Finalmente, después de dar vueltas como 40 minutos sobre el D.F para aterrizar, logramos llegar a la mitad de nuestro destino. Obviamente perdimos la conexión siguiente, que era a las nueve de la mañana y nos pusieron en otro avión a las tres de la tarde. En el aeropuerto de México nos atendieron demasiado bien, disfrutamos con la amabilidad de la gente y el acento, todo el tiempo era como un sketch del chavo del ocho y quedamos super entusiasmados con volver a México y conocerlo de verdad.
El avión nuevamente se atrasó, y finalmente llegamos a Chicago justo antes de tomar el último bus a Madison, si no hubiera sido así, abríamos dormido en el aeropuerto y eso ya sería mucho.
Cuando llegamos a policía internacional, el funcionario nos preguntó How are you related? y la Paulina que es la encargada de las relaciones internacionales de esta familia no podía entender, es que las primeras palabras en inglés después de tres semanas en Chile suenan como Chino, pero José sagazmente, que dice que no ha aprendido mucho inglés, le contestó We are married, entonces el oficial sonrió, nos timbró nuestros papeles de ingreso y nos salvó de la situación.
Saliendo del aeropuerto a la 1 am de Chile del día siguiente a nuestra partida, fuimos a tomar el bus sin parka, creyendo que no sería para tanto y casi nos congelamos.

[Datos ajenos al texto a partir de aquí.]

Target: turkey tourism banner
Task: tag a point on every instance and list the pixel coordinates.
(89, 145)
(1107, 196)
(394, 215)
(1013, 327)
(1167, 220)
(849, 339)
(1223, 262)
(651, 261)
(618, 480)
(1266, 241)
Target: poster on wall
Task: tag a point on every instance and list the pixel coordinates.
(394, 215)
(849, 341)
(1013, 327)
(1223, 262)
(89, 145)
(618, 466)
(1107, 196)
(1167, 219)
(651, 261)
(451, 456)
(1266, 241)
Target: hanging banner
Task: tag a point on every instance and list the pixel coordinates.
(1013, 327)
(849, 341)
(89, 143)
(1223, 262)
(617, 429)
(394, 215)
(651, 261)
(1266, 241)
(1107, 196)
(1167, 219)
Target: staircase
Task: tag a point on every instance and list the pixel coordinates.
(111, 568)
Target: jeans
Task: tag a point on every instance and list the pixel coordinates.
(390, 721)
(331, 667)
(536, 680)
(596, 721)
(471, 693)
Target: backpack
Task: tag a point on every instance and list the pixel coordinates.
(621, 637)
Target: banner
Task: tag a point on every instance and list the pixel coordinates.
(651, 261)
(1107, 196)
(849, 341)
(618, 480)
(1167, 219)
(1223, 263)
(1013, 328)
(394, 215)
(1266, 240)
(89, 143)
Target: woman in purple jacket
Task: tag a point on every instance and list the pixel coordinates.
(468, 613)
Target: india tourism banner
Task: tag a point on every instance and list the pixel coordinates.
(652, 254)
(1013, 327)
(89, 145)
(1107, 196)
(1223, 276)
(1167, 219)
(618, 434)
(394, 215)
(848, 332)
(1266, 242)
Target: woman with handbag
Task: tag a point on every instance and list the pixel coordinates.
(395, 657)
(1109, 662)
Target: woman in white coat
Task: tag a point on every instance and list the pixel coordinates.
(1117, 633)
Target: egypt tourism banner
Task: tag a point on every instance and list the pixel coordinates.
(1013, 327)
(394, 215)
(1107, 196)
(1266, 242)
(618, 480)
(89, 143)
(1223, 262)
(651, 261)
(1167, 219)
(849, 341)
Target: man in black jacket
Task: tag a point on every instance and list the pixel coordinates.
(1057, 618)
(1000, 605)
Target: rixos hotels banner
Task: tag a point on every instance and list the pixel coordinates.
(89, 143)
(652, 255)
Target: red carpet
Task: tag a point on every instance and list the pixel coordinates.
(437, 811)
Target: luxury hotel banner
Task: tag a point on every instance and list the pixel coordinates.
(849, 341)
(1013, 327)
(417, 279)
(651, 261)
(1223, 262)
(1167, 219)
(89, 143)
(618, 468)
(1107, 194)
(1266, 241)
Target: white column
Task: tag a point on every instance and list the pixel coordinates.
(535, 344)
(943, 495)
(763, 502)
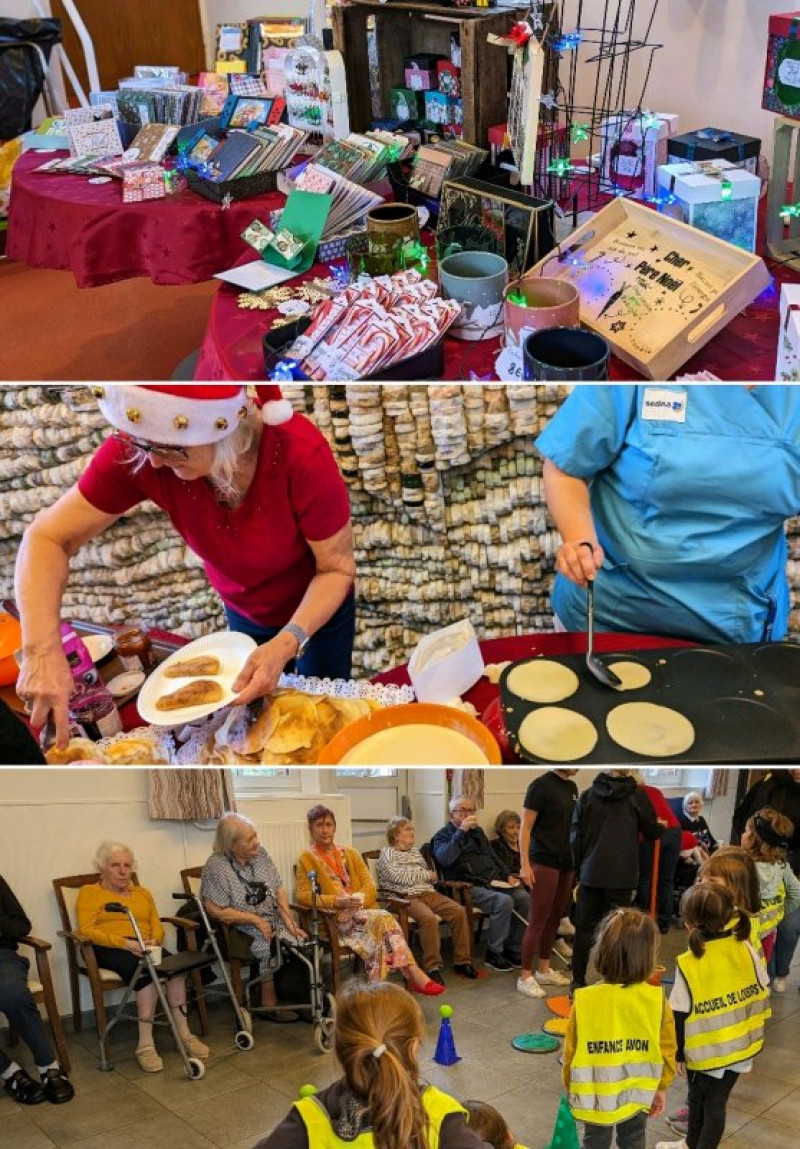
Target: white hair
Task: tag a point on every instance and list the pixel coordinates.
(105, 851)
(228, 454)
(229, 831)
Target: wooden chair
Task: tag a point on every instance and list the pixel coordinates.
(459, 891)
(82, 961)
(41, 989)
(236, 943)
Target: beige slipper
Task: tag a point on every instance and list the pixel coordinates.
(148, 1059)
(195, 1048)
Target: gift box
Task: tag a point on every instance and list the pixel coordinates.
(421, 74)
(716, 198)
(715, 144)
(521, 224)
(787, 365)
(633, 145)
(448, 78)
(782, 71)
(440, 108)
(405, 103)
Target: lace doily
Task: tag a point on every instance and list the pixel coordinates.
(161, 738)
(190, 753)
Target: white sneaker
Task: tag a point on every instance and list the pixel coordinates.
(553, 978)
(530, 987)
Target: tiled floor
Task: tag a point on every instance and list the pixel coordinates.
(244, 1094)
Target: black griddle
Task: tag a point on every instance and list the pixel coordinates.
(743, 700)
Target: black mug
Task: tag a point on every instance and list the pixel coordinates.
(568, 354)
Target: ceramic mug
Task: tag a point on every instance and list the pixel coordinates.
(393, 220)
(547, 303)
(477, 280)
(570, 354)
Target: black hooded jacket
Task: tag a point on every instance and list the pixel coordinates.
(605, 837)
(779, 791)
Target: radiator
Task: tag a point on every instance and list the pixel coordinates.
(284, 841)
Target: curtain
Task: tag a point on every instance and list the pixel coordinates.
(189, 795)
(717, 786)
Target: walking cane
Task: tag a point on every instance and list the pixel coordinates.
(654, 884)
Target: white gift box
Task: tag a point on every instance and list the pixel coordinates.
(446, 663)
(713, 195)
(787, 367)
(633, 145)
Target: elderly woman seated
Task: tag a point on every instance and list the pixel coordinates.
(691, 818)
(344, 884)
(241, 887)
(404, 871)
(506, 845)
(115, 950)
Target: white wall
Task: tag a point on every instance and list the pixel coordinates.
(710, 68)
(52, 822)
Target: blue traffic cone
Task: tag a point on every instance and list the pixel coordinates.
(445, 1047)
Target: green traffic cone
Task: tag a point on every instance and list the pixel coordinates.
(564, 1131)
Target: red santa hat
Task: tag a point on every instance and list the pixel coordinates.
(185, 415)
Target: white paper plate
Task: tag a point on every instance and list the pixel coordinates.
(98, 645)
(230, 648)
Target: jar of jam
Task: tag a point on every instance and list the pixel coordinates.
(132, 644)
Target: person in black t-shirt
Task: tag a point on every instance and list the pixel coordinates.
(547, 873)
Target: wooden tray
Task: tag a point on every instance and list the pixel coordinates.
(655, 288)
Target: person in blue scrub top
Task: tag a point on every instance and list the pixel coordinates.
(682, 494)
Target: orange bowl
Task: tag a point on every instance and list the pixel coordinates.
(410, 714)
(10, 640)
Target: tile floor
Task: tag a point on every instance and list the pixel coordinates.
(245, 1094)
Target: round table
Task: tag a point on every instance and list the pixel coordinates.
(745, 351)
(64, 223)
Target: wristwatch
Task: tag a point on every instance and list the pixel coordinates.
(302, 637)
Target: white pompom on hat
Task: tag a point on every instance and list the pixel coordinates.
(176, 415)
(186, 415)
(275, 409)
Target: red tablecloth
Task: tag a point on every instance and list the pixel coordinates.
(744, 351)
(68, 224)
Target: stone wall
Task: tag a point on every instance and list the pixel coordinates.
(446, 495)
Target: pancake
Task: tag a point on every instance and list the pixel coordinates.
(541, 680)
(558, 734)
(648, 730)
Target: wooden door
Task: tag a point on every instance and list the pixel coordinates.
(129, 32)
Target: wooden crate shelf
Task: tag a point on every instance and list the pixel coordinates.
(407, 28)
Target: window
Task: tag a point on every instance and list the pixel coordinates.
(266, 779)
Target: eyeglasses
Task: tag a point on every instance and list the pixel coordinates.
(169, 454)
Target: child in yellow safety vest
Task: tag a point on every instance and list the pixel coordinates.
(379, 1103)
(721, 1003)
(620, 1045)
(766, 838)
(491, 1125)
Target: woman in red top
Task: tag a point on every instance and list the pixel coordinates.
(251, 487)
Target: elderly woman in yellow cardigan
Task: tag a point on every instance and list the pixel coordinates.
(345, 885)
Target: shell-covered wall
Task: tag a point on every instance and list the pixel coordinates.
(447, 508)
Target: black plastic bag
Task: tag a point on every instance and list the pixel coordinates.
(23, 43)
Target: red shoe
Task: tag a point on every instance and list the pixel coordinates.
(430, 989)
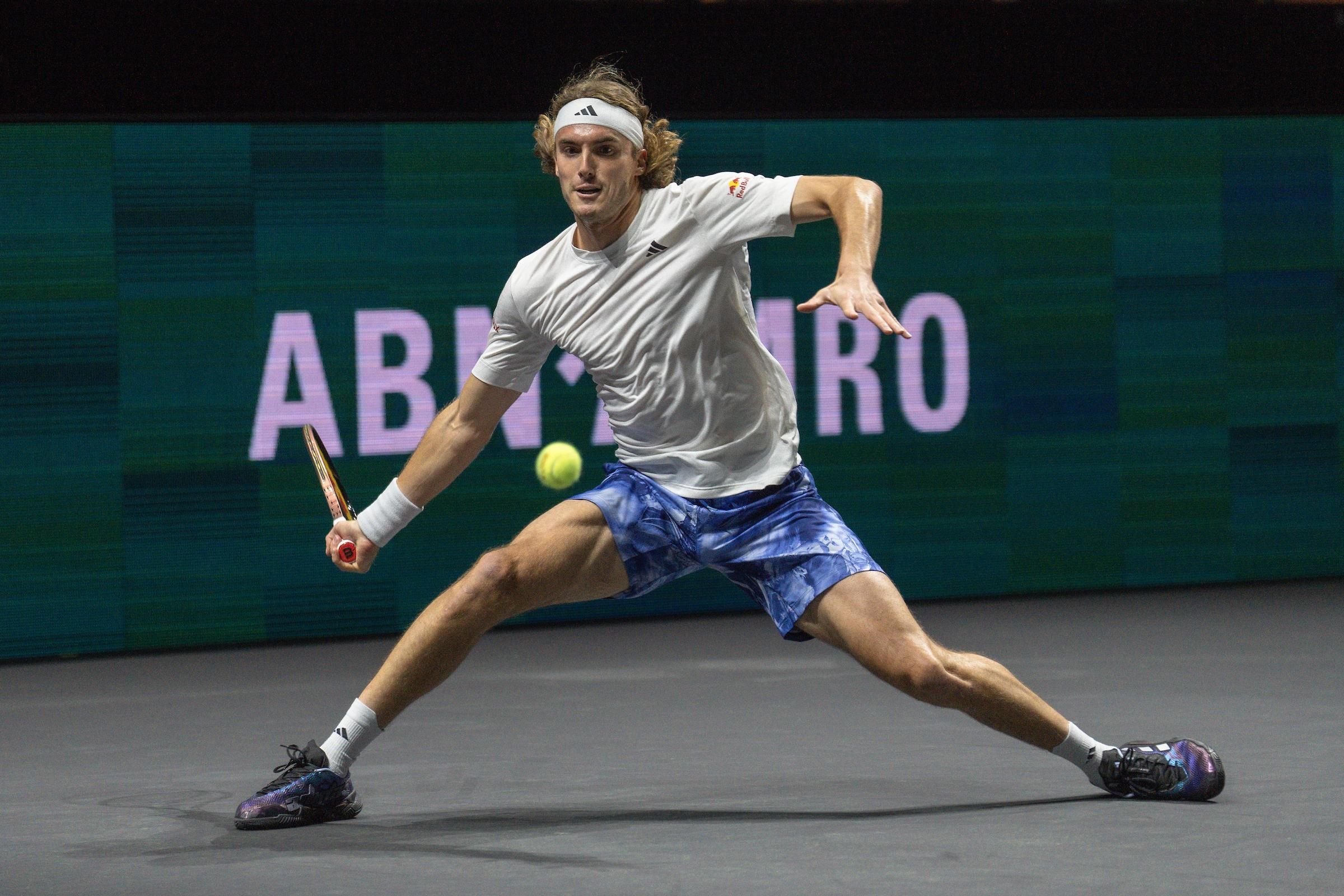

Camino a Madison, fue realmente como entrar en Fargo, nieve por todas partes, hielo en las calles y nadie caminando.
Un buen amigo chileno, Pancho el de las mostazas, nos fue a buscar al terminal y nos trajo a nuestra casa, (a eso ya eran las cuatro de la mañana en Chile). Es difícil describir la impresión por el frío pero les podemos decir que un bidón de agua destilada que estaba dentro de la camioneta de Pancho estaba completamente congelado y nosotros algo parecido.
Llegamos a la casa y descubrimos nuevamente nuestro espacio, estaba todo en orden, bonito y limpito, listo para empezar el nuevo semestre. A pesar del viaje, la Paulina estaba lista para ir a clases al día siguiente, pero por suerte nos enteramos a esa hora que el lunes era feriado así es que pudimos descansar, ir al supermercado y preparar panqueques con manjar para Pancho y otros chilenos que nos recibieron.
El auto, que estaba bajo una capa de cuarenta centímetros de nieve, que costó sacar más de una hora de trabajo forzado, para el cual habíamos conseguido cables de batería y otro auto para hacer puente (jump)….. funcionó milagrosamente al primer contacto, luego de tres semanas de abandono.
Esta primera semana ha sido la peor semana en la historia de la vida de Jose. En primer lugar el miércoles se le fundió la pequeña tele de 32”. Por una razón que desconocemos al enchufarla suena un pito y no se ve nada. José desarmó la tele e insistía en que era un fusible quemado el causante del problema, pero a pesar de mirar, mover y en ocasiones golpear los cables y bobinas nada pasó.
La red de chilenos nos advirtió que mandarla al servicio técnico sería carísimo así es que aceptamos una tele pequeñita de regalo que por lo menos funciona.
Para seguir con la semana, hoy por la mañana José recibió una carta con un regalo especial, su permiso de trabajo. Sin tele y con permiso de trabajo, la suerte está echada, se acuerda de todo esto y se ríe nerviosamente y al mismo llora desconsoladamente, a veces la vida decide por uno, jajajaja.
Como siempre Dios nos acompaña y buenas cosas nos pasan en la vida, y las no tan buenas igual las disfrutamos, de seguro que volvemos de Madison llenos de experiencias y capaces de vivir hasta en la villa las estrellas de la Antártida con o sin tele.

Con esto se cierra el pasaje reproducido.